The Reservoir features (3) bulkheads: one to supply the circulation pump (center), and two on one of the “ends” of the tote to supply the chiller pump and as a return from the chiller. I decided to toss a couple air stones in the reservoir near the bulkhead that feeds the circulation pump because my air pump has 4 outlets so, why not use them all?
Here you see the plumbing from those bulkheads to the water chiller supply pump / return from the chiller. Also visible in this photo is a really perfectly sized boot tray I found at a local garden supply shop which will provide me a time buffer in case a leak does develop during system use.

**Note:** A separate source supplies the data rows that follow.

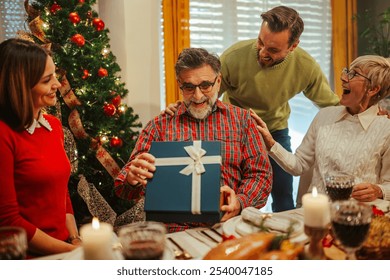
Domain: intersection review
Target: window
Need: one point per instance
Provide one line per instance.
(216, 24)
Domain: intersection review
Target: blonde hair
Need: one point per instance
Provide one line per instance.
(377, 69)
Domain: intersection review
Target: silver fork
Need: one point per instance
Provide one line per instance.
(180, 253)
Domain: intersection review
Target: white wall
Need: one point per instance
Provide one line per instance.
(134, 27)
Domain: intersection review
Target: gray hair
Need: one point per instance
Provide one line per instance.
(192, 58)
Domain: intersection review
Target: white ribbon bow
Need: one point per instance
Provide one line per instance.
(195, 166)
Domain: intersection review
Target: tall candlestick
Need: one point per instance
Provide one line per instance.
(317, 220)
(316, 209)
(97, 240)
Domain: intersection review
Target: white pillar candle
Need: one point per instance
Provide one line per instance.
(97, 240)
(316, 209)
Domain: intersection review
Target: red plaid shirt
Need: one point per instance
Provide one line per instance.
(245, 164)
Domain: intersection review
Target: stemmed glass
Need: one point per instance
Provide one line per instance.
(350, 223)
(339, 187)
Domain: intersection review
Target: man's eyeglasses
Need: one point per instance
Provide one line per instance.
(205, 87)
(352, 73)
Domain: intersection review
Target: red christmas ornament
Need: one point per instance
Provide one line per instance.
(116, 142)
(85, 74)
(55, 8)
(116, 100)
(74, 18)
(98, 23)
(102, 72)
(109, 110)
(78, 39)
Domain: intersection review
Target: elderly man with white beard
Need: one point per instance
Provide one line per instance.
(246, 173)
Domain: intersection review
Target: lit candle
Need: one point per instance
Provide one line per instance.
(316, 209)
(97, 240)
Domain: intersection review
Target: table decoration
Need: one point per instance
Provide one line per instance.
(97, 240)
(316, 221)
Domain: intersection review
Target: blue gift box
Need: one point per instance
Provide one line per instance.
(186, 184)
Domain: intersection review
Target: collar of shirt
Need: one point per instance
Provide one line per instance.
(38, 123)
(218, 105)
(365, 118)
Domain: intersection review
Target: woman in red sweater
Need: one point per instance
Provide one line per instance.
(34, 168)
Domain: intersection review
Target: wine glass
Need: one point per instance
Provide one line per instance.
(339, 187)
(350, 223)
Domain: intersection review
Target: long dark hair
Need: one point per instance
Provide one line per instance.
(22, 64)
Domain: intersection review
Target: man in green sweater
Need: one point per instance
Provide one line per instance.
(265, 73)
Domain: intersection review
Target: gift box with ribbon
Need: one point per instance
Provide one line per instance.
(186, 184)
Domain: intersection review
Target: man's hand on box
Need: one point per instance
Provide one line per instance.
(231, 206)
(141, 168)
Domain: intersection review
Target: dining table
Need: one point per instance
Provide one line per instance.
(197, 242)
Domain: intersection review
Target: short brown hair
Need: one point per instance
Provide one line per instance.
(22, 64)
(282, 18)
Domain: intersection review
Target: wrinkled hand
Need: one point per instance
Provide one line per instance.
(366, 192)
(233, 206)
(171, 108)
(141, 168)
(262, 127)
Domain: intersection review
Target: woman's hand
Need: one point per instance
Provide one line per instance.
(366, 192)
(262, 127)
(232, 207)
(141, 168)
(171, 108)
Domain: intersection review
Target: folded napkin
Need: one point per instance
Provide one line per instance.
(272, 221)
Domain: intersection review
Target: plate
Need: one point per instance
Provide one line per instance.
(277, 223)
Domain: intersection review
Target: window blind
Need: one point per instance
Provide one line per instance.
(217, 24)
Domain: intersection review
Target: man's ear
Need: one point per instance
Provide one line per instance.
(293, 46)
(374, 90)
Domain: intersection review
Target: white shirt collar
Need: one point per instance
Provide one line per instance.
(38, 123)
(365, 118)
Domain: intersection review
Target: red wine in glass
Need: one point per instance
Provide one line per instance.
(350, 223)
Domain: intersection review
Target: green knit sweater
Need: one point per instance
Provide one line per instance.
(267, 90)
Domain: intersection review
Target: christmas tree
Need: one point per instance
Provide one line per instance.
(90, 99)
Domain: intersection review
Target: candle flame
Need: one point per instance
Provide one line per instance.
(314, 192)
(95, 223)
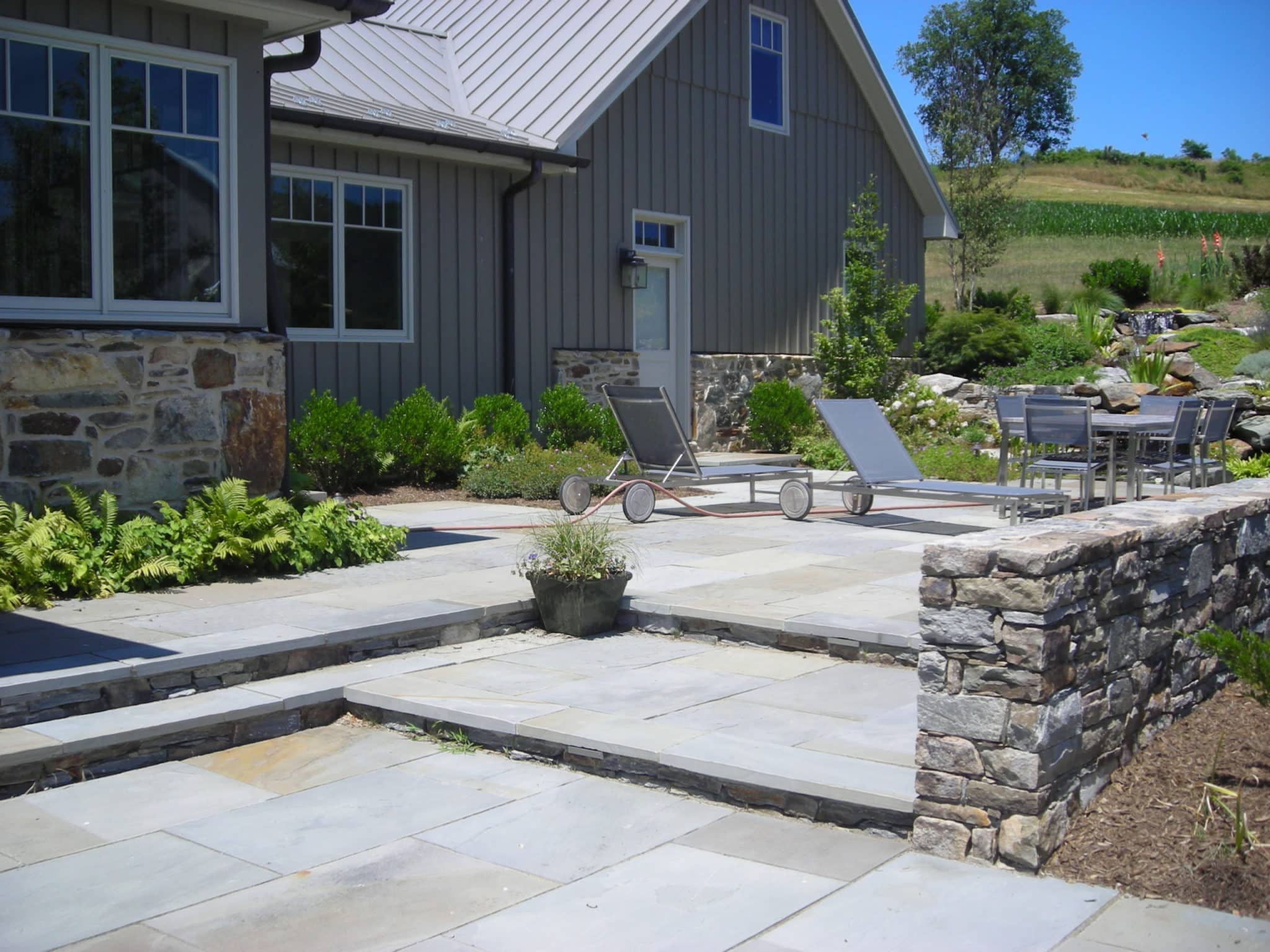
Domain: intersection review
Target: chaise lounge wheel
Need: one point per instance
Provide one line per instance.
(638, 501)
(574, 495)
(856, 503)
(796, 499)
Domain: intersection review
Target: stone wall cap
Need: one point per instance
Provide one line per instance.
(1053, 545)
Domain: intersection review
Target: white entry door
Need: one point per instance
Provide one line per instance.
(660, 320)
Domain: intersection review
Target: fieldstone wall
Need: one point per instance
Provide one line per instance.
(591, 369)
(722, 384)
(145, 414)
(1055, 650)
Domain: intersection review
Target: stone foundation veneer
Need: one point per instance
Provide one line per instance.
(145, 414)
(1057, 649)
(721, 385)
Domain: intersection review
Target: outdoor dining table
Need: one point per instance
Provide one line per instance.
(1133, 426)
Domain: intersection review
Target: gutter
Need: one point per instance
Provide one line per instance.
(432, 138)
(273, 65)
(508, 310)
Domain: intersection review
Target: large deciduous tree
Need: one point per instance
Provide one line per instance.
(1001, 59)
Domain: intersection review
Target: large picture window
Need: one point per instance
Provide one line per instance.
(112, 180)
(340, 247)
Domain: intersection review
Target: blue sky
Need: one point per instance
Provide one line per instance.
(1174, 70)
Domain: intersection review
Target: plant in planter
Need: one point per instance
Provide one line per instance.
(578, 571)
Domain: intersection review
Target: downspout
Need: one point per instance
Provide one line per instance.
(273, 65)
(510, 272)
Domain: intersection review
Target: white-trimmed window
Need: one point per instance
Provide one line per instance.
(340, 245)
(115, 179)
(769, 71)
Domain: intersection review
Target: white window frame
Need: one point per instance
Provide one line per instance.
(784, 128)
(102, 306)
(339, 333)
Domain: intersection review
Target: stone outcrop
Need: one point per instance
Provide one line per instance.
(1055, 650)
(145, 414)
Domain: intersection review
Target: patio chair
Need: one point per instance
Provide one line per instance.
(1068, 428)
(883, 467)
(659, 451)
(1173, 459)
(1215, 428)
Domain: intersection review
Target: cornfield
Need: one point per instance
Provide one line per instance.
(1094, 220)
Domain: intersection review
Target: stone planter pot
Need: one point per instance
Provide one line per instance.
(579, 609)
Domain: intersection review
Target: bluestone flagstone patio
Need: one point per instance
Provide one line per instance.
(355, 838)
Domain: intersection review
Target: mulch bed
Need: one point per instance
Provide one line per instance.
(1140, 834)
(429, 494)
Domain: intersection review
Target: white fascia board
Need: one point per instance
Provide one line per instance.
(282, 18)
(882, 102)
(406, 146)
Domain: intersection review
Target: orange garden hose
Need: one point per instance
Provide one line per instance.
(667, 491)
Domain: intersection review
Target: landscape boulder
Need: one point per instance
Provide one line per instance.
(1183, 366)
(1119, 398)
(1185, 319)
(943, 384)
(1256, 432)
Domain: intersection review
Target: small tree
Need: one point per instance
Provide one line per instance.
(1196, 150)
(866, 315)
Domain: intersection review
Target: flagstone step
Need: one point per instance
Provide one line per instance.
(121, 673)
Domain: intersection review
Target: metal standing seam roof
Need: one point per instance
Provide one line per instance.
(538, 73)
(515, 70)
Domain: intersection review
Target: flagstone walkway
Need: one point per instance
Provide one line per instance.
(355, 838)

I have these “Govee” brand BlueTooth water sensors in this tray as well as within the tent which will emit an audible alarm and send a notification to my phone if water is detected. I use this around the house and they’re great!
The central bulkhead, the lowest point in the reservoir, feeds the circulation pump seen here:
Now for one detail that I am particularly jazzed about, the bulkhead plates I made for the tent wall. I made this out of 1/16 aluminum with holes sized appropriatley for the 3" PVC return pipe, and rubber grommets for the 3/4" water supply line and two smaller grommets for the air hose coming from the pump. I made two identical plates (one for the inside, one for the outside) and installed them with rivets.
Another fun little detail is this platform I made out of scrap for the humidifier to sit on, providing a pathway for the drain lines. I had originally placed the humidifier on the “roof” of the tent and used corrugated hosing to deliver the mist inside, but this yielded excessive condensation in the hose which ultimately became a puddle on the tent floor. So I had to come up with a solution to fit the humidifier inside the tent, and this was it.
Lastly, I made an adjustable trellis using PVC pipe, eye hooks, string and ratcheting hangers. I’ve never SCROG’d before so I’m excited to give it a try. Since the net is suspended by ratcheting hangers I can easily adjust the height to best suit how the plants grow. I intend to do a “two tier” scrog, and for the upper layer (which I understand is mainly to support colas) I’m using one of those elastic trellis nets that I will install during the flowering stretch. I covered the “top” of the screen in aluminum tape cause why not?
Phew, I think that pretty well covers it!
I had a lot of fun nerding out and building this setup, and am super eager to put it to use. I’m starting from seed again, and this time I’ve chosen to grow a strain from a local company called “Green Mountain Cheddar” (can you guess where I’m located?). It’s a feminized photoperiod indica that one of the guys at the local grow shop had nice things to say about, so I thought I’d give it a go.
I plan to germiniate seeds in the next few weeks, and you can be sure I’ll keep this thread updated along the way! If you made it this far, thanks a ton for reading!!